Allen is at his most affective and effective in “Black/Queerpolis.” In this section, he shares letters between himself and his Black queer interlocutor and co-conspirator, Professor Omise’eke Natasha Tinsley. Allen offers these letters as “an evidence of love” drowned by the heavier demands of intellectual production to produce without bearing witness to the very ways in which Black queer scholars pour our souls into our work and into each other. He writes that “[o]ur intellectual work is both a labor of love and evidence of it” (168). For Allen, this evidence of love “announces itself ready and willing to embrace and be embraced—and to listen and negotiate” (168). Love as action undergirds Allen’s standpoint. But more, such letters and their love, promote “a gay habit of mind” and “ethnographic sensibility” that places intangible value on conversations that often Black queer folks don’t have time to have.

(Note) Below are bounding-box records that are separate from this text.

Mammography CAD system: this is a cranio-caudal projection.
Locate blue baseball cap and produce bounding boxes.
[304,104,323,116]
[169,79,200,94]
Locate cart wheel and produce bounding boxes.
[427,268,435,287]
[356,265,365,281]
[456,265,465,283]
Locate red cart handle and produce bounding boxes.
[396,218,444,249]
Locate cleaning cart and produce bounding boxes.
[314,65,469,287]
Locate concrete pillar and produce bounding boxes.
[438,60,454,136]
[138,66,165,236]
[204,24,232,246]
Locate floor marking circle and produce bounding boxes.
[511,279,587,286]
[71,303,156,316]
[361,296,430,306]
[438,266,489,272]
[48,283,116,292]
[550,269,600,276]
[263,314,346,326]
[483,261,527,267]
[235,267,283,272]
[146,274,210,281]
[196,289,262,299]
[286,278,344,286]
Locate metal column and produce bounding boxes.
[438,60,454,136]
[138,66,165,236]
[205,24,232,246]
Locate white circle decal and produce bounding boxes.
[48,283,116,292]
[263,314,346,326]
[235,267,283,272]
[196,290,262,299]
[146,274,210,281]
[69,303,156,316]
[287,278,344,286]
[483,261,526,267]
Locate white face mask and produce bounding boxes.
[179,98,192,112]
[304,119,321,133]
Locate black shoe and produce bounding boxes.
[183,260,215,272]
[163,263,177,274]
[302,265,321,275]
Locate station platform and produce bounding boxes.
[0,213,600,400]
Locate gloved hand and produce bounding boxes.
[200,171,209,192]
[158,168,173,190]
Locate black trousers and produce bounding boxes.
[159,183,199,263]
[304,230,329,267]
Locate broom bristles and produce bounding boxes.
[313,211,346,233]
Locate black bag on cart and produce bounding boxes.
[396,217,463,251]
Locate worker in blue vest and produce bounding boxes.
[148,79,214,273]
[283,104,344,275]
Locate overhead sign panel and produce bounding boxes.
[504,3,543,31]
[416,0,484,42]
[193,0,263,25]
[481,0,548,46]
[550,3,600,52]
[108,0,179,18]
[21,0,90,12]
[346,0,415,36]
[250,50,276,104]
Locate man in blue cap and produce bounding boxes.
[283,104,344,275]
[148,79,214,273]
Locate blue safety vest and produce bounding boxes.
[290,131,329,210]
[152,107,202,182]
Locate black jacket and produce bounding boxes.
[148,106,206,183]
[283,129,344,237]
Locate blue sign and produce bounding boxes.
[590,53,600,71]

And time reveals the urgency of Allen’s intervention in Black queer life. Given the diminishing number of disco balls today, Black queer people need each other now more than ever. Shortly after I finished reading this book, another gay club was shot up. Six people were killed at Club Q in Colorado Springs. Although Allen did not anticipate such a murderous act, his symbolic use of the disco ball as an archival and traveling metaphor reminds us that queer clubs are often, at least we think, the safest spaces and most liberating places near and dear to our hearts and minds. And while readers may struggle to keep pace with Allen’s symbolic language, he stops and validates their frustrations when the disco ball becomes too heavy or theoretically dense to hold. During these narrative breaks, Allen addresses them directly as “dear reader” or “dear traveler.” These tender moments suggest that for Allen, understanding this work ain’t easy. You don’t have to fake it to make it or pretend you understand. Nor do you have to accept or hold gently the truth that Black queer people are under constant attack by physical and policy violence around the world. Given this, Allen checks in and validates your possible contention while inviting your continued participation in this collective journey until we reach an end. An end that offers not closure but instead extends an invitation to dance. Indeed, the point is to live a Black queer life unscripted, and with joy and with love because we are all running out of time.

David B. Green Jr.
California State University, Los Angeles

June Jordan, Some of Us Did Not Die: New and Selected Essays (New York: Basic Civitas Books, 2002).


Faye V. Harrison. Decolonizing Anthropology: Moving Further Toward an Anthropology of Liberation (American Anthropological Association, 1997).


Barbara Christian, “The Race for Theory,” in African American Literary Theory: A Reader, ed. Winston Napier (New York: New York University Press, 2000), 280–89.


Frantz Fanon, The Wretched of the Earth (New York: Grove Press, 2004); Audre Lorde, “A Litany for Survival,” in The Collected Poems of Audre Lorde (New York: W.W. Norton & Company, 1997), 256.